Я побоялся спугнуть посетившего меня ангела и сейчас же, без передышки прибавил несколько указаний относительно цвета материи моего будущего костюма.

Глаза Флоры широко раскрылись.

— О, мистер Сент-Ив, — вскрикнула она, — ведь теперь так следует называть вас, я не говорю, что выбранные вами цвет и покрой неприличны, но мне кажется, они непригодны для путешествия! Боюсь… — Флора слегка засмеялась, — боюсь, что подобный костюм придаст вам слишком щегольский вид.

— А разве я не щеголь?

— Начинаю это подозревать.

— Я вам все объясню. Подумайте, как долго я представлял из себя посмешище. Неужели вы не согласитесь со мною, что, может быть, самой горькой стороной моей жизни в плену была одежда? Посадите меня в заключение, закуйте в цепи, если вам угодно, только позвольте мне оставаться самим собой. Вы не подозреваете, что значит быть маскарадной фигурой среди врагов.

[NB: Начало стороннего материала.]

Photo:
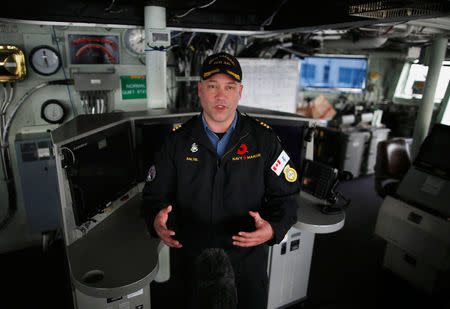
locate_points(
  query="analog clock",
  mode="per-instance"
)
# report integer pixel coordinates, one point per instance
(45, 60)
(53, 111)
(134, 41)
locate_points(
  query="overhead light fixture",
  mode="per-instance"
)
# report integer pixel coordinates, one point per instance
(387, 9)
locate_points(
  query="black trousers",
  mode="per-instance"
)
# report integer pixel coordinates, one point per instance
(250, 277)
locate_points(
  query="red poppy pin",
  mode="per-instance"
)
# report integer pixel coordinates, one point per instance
(242, 149)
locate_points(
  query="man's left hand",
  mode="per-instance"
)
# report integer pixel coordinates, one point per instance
(263, 233)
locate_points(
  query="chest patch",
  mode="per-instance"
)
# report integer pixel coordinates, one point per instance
(280, 163)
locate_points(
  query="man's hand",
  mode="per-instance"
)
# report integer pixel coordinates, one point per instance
(263, 233)
(161, 228)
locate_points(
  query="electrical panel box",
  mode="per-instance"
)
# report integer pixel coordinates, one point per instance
(37, 171)
(289, 266)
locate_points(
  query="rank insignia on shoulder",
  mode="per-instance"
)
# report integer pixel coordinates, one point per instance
(290, 173)
(151, 174)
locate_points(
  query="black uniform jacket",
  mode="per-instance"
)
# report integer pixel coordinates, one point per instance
(211, 196)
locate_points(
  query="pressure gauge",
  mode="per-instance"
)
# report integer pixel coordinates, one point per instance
(45, 60)
(53, 111)
(134, 41)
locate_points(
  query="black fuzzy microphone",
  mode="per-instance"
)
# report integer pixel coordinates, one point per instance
(214, 281)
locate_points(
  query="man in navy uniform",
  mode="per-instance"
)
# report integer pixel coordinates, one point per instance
(222, 180)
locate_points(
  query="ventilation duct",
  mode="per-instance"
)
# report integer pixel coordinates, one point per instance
(388, 9)
(349, 44)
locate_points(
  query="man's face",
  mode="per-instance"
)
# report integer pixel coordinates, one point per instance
(219, 96)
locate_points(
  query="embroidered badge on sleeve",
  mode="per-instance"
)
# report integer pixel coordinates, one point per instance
(280, 163)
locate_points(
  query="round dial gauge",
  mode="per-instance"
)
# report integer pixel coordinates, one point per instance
(53, 111)
(45, 60)
(134, 40)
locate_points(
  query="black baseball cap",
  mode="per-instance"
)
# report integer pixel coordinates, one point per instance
(221, 63)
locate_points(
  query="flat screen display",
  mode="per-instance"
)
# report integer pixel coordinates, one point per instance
(102, 167)
(333, 73)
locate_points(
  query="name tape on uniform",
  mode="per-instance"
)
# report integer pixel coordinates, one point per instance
(280, 163)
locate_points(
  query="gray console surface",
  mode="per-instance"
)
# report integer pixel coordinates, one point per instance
(116, 257)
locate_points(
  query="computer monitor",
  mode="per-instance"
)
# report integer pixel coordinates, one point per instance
(100, 169)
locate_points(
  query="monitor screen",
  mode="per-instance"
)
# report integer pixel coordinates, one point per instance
(101, 169)
(333, 73)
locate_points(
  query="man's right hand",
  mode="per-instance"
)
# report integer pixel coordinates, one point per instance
(160, 225)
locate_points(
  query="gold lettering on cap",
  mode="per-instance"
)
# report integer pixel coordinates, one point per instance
(206, 74)
(234, 74)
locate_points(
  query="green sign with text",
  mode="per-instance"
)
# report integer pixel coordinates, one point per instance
(133, 87)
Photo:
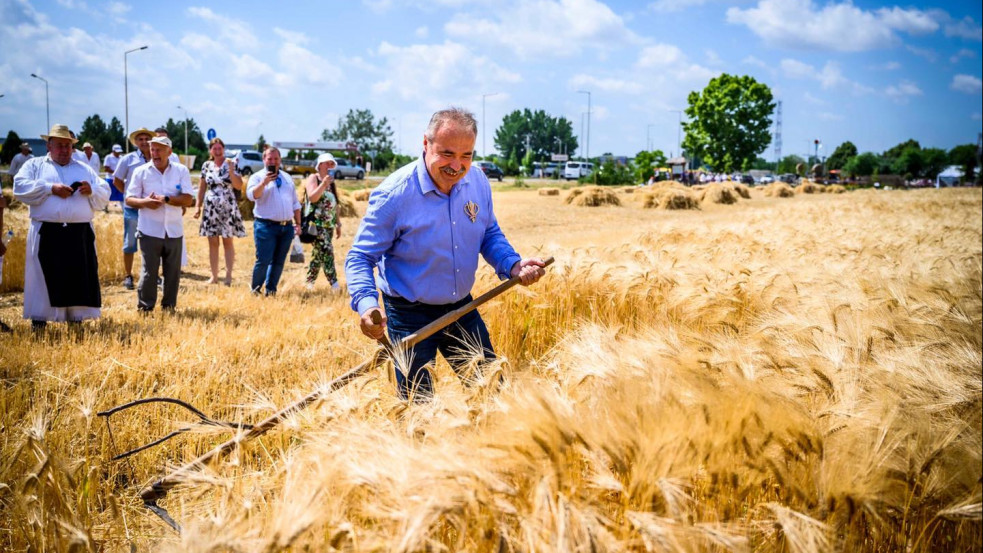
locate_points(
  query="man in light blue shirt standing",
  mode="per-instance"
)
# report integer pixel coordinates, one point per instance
(276, 221)
(424, 228)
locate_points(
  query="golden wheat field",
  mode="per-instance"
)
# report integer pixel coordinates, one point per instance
(787, 374)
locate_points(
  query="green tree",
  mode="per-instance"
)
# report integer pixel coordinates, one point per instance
(645, 162)
(547, 135)
(967, 157)
(11, 147)
(934, 162)
(729, 122)
(841, 155)
(863, 165)
(361, 127)
(94, 131)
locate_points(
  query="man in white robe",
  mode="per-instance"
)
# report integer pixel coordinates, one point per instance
(61, 274)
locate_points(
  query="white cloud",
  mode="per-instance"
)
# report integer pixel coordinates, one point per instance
(234, 32)
(966, 83)
(668, 6)
(453, 73)
(659, 55)
(829, 77)
(582, 81)
(965, 28)
(840, 27)
(902, 91)
(574, 26)
(962, 53)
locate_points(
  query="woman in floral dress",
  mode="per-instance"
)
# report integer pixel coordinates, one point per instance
(323, 197)
(218, 208)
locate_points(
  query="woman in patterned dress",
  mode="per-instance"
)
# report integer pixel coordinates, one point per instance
(218, 208)
(323, 196)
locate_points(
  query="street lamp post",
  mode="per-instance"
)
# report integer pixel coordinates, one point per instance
(484, 152)
(126, 93)
(587, 92)
(47, 110)
(185, 129)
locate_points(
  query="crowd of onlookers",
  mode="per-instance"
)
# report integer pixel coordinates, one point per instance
(63, 190)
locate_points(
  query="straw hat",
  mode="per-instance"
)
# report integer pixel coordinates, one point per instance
(59, 131)
(142, 130)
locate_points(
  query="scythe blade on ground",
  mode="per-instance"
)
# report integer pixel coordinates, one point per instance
(158, 490)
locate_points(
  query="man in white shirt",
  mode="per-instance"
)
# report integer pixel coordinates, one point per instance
(121, 180)
(160, 189)
(277, 221)
(91, 158)
(19, 159)
(61, 274)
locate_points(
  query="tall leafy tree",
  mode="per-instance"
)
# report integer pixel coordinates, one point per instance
(546, 135)
(967, 157)
(841, 155)
(729, 122)
(11, 146)
(361, 127)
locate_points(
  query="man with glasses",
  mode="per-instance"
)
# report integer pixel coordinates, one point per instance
(277, 221)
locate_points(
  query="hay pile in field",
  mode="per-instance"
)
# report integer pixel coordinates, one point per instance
(779, 189)
(719, 193)
(592, 196)
(362, 195)
(809, 187)
(671, 198)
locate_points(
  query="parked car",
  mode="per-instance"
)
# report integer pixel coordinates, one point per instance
(248, 162)
(490, 170)
(576, 169)
(348, 170)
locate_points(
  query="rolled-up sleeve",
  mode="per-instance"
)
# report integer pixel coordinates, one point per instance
(28, 186)
(100, 191)
(375, 236)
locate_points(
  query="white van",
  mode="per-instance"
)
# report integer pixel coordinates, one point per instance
(576, 169)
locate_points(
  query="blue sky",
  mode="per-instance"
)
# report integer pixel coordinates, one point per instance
(873, 73)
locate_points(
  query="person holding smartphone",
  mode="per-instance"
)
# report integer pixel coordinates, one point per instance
(276, 221)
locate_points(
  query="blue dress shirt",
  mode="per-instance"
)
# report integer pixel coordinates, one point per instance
(424, 241)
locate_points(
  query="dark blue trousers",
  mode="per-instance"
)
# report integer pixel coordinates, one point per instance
(455, 342)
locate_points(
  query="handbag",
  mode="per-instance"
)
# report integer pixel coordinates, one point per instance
(308, 231)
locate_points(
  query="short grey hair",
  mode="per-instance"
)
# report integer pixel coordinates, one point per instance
(460, 116)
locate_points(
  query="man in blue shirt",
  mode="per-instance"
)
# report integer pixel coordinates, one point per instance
(424, 228)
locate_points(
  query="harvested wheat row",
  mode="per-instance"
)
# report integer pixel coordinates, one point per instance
(592, 196)
(719, 193)
(779, 190)
(671, 198)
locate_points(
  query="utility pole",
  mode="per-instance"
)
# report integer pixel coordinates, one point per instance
(126, 93)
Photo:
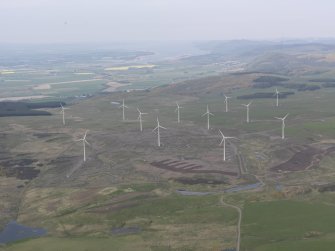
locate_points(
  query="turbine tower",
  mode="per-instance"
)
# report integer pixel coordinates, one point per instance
(178, 112)
(62, 112)
(84, 144)
(140, 118)
(283, 126)
(226, 102)
(247, 106)
(158, 132)
(277, 94)
(223, 141)
(208, 113)
(123, 107)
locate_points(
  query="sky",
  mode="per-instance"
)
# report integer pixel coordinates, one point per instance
(101, 21)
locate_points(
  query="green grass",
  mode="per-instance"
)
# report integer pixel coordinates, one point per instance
(285, 225)
(131, 242)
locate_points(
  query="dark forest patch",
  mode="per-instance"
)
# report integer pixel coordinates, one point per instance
(10, 108)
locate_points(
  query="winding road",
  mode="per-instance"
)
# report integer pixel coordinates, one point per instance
(238, 239)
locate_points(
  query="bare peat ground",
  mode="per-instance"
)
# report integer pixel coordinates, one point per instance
(187, 167)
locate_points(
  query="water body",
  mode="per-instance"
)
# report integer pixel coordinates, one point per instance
(191, 193)
(15, 232)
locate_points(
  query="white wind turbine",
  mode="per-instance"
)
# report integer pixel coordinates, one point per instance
(158, 132)
(63, 112)
(123, 107)
(226, 102)
(247, 106)
(140, 118)
(84, 144)
(178, 112)
(283, 126)
(208, 113)
(277, 94)
(223, 141)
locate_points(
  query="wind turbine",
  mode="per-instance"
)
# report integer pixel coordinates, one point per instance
(226, 101)
(178, 112)
(123, 107)
(223, 141)
(158, 132)
(140, 118)
(84, 144)
(208, 113)
(62, 112)
(247, 106)
(283, 126)
(277, 94)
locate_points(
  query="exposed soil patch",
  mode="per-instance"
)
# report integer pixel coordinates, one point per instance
(303, 160)
(126, 230)
(327, 188)
(195, 181)
(186, 167)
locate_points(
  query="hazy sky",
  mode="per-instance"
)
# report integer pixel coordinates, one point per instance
(50, 21)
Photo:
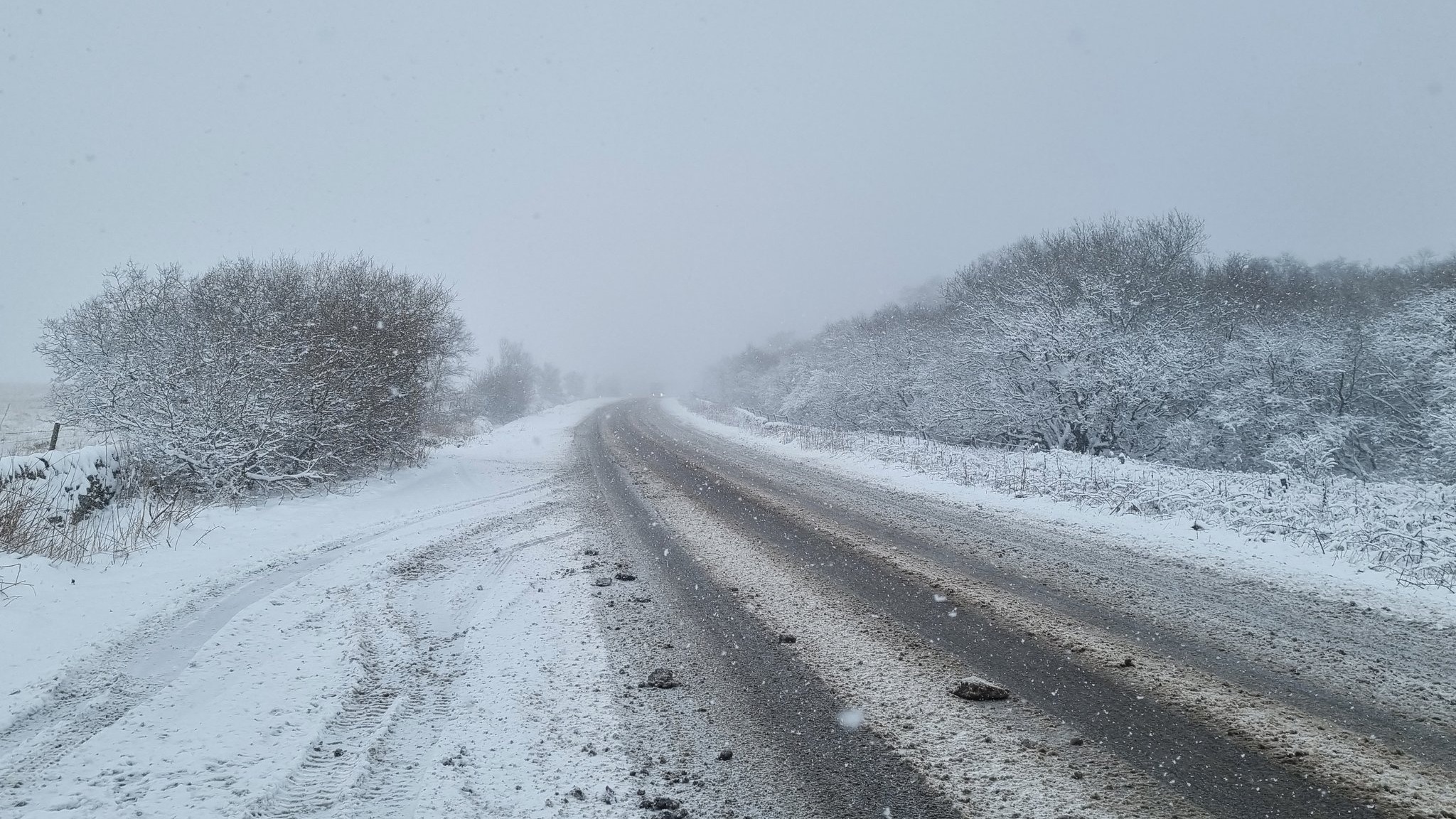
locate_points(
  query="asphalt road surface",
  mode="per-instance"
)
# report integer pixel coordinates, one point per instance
(819, 623)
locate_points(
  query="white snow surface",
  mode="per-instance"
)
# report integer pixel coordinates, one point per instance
(1268, 559)
(58, 480)
(401, 649)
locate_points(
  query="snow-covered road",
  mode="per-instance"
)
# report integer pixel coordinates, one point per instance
(404, 651)
(476, 637)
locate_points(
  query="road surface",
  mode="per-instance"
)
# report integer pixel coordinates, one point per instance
(493, 633)
(1142, 687)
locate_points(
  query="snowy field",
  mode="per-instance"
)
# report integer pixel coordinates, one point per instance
(398, 648)
(26, 420)
(993, 478)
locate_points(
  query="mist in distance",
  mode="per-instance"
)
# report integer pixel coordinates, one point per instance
(641, 190)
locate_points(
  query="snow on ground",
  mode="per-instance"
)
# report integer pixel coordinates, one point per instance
(404, 648)
(25, 420)
(1270, 559)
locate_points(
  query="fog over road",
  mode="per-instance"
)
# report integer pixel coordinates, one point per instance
(490, 634)
(1139, 685)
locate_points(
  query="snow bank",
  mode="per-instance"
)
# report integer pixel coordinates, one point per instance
(66, 484)
(1404, 528)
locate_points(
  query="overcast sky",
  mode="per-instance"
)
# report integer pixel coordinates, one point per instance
(646, 187)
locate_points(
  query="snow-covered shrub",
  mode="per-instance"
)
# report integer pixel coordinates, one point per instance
(257, 375)
(68, 486)
(1404, 528)
(1121, 338)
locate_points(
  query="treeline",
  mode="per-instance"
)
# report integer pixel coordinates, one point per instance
(511, 385)
(1123, 337)
(262, 375)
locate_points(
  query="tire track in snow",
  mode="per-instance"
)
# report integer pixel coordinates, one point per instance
(373, 756)
(92, 697)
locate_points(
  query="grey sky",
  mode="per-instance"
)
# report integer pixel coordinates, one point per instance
(644, 187)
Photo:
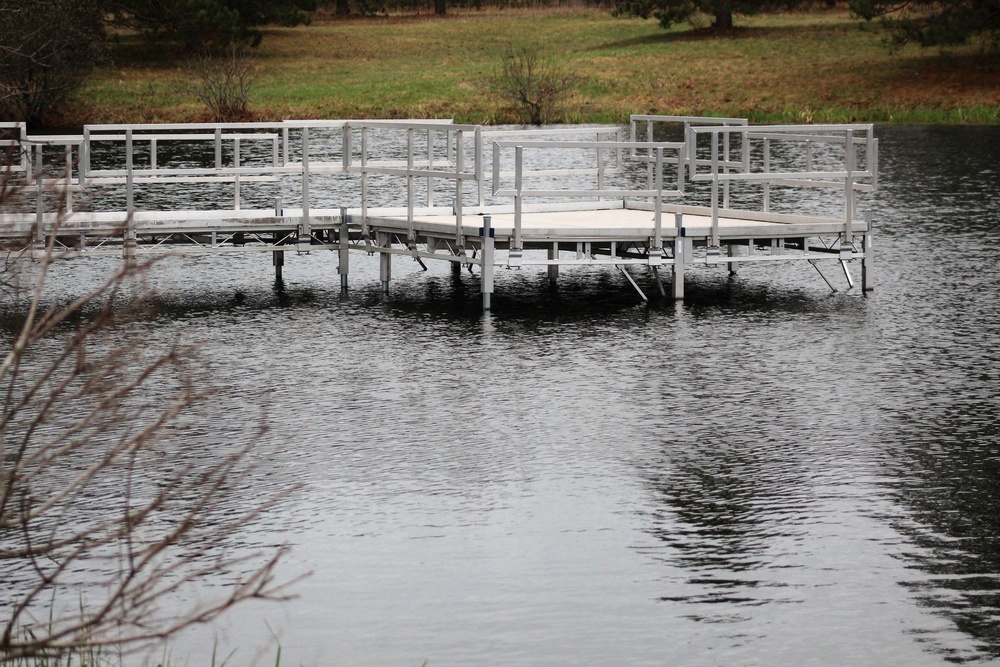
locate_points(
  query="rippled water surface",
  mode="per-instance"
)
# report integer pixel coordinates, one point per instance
(766, 474)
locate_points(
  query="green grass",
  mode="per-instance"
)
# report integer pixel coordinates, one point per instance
(819, 66)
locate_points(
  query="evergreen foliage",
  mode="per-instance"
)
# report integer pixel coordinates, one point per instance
(201, 23)
(671, 12)
(935, 22)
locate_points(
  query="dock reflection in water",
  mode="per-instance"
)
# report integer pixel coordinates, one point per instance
(761, 475)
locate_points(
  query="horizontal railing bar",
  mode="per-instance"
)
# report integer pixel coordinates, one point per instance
(552, 132)
(208, 136)
(511, 192)
(729, 129)
(687, 119)
(772, 175)
(671, 145)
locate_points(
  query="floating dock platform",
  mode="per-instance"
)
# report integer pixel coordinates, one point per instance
(667, 194)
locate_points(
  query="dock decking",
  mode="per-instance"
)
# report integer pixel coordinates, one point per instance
(722, 192)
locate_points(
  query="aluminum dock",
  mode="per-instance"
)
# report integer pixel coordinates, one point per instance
(666, 193)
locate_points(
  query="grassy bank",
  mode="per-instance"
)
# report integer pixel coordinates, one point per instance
(795, 67)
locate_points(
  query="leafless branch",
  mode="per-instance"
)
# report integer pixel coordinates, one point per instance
(94, 504)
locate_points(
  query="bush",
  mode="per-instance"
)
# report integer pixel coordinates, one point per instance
(222, 82)
(47, 49)
(528, 85)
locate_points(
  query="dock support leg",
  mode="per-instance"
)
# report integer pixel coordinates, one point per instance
(486, 262)
(554, 268)
(680, 258)
(384, 260)
(344, 250)
(278, 259)
(867, 262)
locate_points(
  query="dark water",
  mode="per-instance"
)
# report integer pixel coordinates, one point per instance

Последние слова я произнес с большой горечью.

— Право, вы несправедливы! — вскрикнула Флора. — Вы говорите так, точно кому-нибудь приходило на ум смеяться над вами! Никто не думал насмехаться над вашим несчастьем. Всем нам было глубоко жаль вас. Даже тетке; конечно, она порой вела себя бестактно… Но послушали бы вы, что она говаривала дома! Тетушка принимала в вас такое участие. Каждая заплата на вашей одежде опечаливала нас. Мне всегда казалось, что ваше платье должна была бы чинить рука сестры.

— У меня нет и не было сестры, — проговорил я. — Но так как вы говорите, что я никогда не представлялся вам смешным…

— О, мистер Сент-Ив, никогда, ни одной минуты. Было так печально видеть джентльмена…

— Одетого в костюм арлекина и просящего милостыню? — подсказал я.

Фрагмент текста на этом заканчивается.